B Mobile phone may affect one's normal way of thinking.
C Sleep disorders could result from mobile phone radiation.
D A protein called hsp27 is killed by mobile phone radiation.
38 What kind of disease is not caused by the use of mobile phone? _________
A Fatigue.
B Headache.
C Alzheimer's disease.
D Tuberculosis.
39 According to the passage, what would be the future of the use of mobile phone? _________
A People will be forbidden to use mobile phone.
B People dare not use mobile phone because of its radiation.
C People will continue to use mobile phone.
D There will be new restrictions on the use of mobile phone.
40 Which of the following is NOT true according to the passage? _________
A The research in Finland found that mobile phone radiation will affect one's brain.
B Mobile phone radiation can cause increased activity in hundreds of protein in human cells.
C Increased protein activity might cause cells to shrink.
D Lszczynski forbid his wife and children to use mobile phone after his research.
Electronic Mail (E-mail)
During the past few years, scientists the world over have suddenly found themselves productively engaged in task they once spent their lives avoiding-writing, any kind of writing, but particularly letter writing. Encouraged by electronic mail's surprisingly high speed, convenience and economy, people who never before touched the stuff are regularly, skillfully, even cheerfully tapping out a great deal of correspondence.
Electronic networks, woven into the fabric of scientific communication these days, are the route to colleagues in distant countries, shared data, bulletin boards and electronic journals. Anyone with a personal computer, a modem and the software to link computers over telephone lines can sign on. An estimated five million scientists have done so with more joining every day, most of them communicating through a bundle of interconnected domestic and foreign routes known collectively as the Internet, or net.
E-mail is starting to edge out the fax, the telephone, overnight mail, and of course, land mail. It shrinks time and distance between scientific collaborators, in part because it is conveniently asynchronous (writers can type while their colleagues across time zones sleep; their message will be waiting). If it is not yet speeding discoveries, it is certainly accelerating communication.
Jeremy Bernstei, the physicist and science writer, once called E-mail the physicist's umbilical cord. Lately other people, too, have been discovering its connective virtues.

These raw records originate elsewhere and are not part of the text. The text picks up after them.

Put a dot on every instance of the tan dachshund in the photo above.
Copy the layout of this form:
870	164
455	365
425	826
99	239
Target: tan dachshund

Physicists are using it; college students are using it, everybody is using it, and as a sign that it has come of age, the New Yorker has celebrated its liberating presence with a cartoon-an appreciative dog seated at a keyboard, saying happily, “On the Internet, nobody knows you're a dog.”
41 The reasons given below about the popularity of E-mail can be found in the passage EXCEPT __________.
A direct and reliable
B time-saving in delivery
C money-saving
D available at any time
42 How is the Internet or net explained in the passage? __________
A Electronic routes used to read home and international journals.
B Electronic routes used to fax or correspond overnight.
C Electronic routes waiting for correspondence while one is sleeping.
D Electronic routes connected among millions of users, home and abroad.
43 What does the sentence “If it is not yet speeding discoveries, it is certainly accelerating communication” most probably mean? __________
A The quick speed of correspondence may have ill-effects on discoveries.
B Although it does not speed up correspondence, it helps make discoveries.
C It quickens mutual communication even if it does not accelerate discoveries.
D It shrinks time for communication and accelerates discoveries.
44 What does the sentence “On the Internet, nobody knows you're a dog.”imply in the last paragraph? __________
A Even dogs are interested in the computer.
B E-mail has become very popular.
C Dogs are liberated from their usual duties.
D E-mail deprives dogs of their owners' love.
45 What will happen to fax, land mail, overnight mail, etc. according to the writer? __________
A Their functions cannot be replaced by E-mail.
B They will co-exist with E-mail for a long time.
C Less and less people will use them.
D They will play a supplementary function to E-mail.